EURPLN: Kurs spadł wczoraj poniżej wsparcia z okolic 4,1900 i w szybkim ruchu dotarł do kolejnej bariery obrony byków, czyli 4,1750. Złoty wspierany jest w ostatnich dniach wzrostem apetytu na aktywa rynków wschodzących oraz względną stabilizacją sytuacji na Ukrainie. Poziom 4,1750 to potencjalnie ważne wsparcie. Wyznaczają je marcowe minima. Tam przebiega również linia trendu wzrostowego poprowadzona przez dołki z lutego. Spodziewamy się, że w rejonie tej ceny spadki w krótkim terminie zostaną powstrzymane.

EURUSD: Rynek powrócił w okolice minimów z dnia po publikacji komunikatu Rezerwy Federalnej.
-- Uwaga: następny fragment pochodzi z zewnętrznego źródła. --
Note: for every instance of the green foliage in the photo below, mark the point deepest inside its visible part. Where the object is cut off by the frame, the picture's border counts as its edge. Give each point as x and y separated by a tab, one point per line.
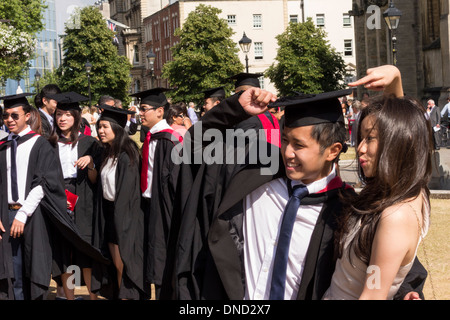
90	39
204	57
20	21
306	62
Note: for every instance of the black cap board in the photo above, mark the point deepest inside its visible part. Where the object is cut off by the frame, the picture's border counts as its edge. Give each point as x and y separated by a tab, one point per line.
218	92
113	114
154	97
310	109
246	79
16	100
68	100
Ta kluczowa bariera to 1,3760, od której kurs oddalony jest obecnie zaledwie o ok. 10 pipsów. Oczekujemy kontynuacji spadkowej tendencji kursu. Testowanie wspomnianej wyżej ceny jest dziś bardzo prawdopodobne. Niewykluczone, że uda się ją przełamać już podczas tej sesji, choć lepszą ku temu okazją może być jutrzejsza publikacja wstępnych danych o inflacji CPI z Niemiec lub w poniedziałek z całej strefy euro.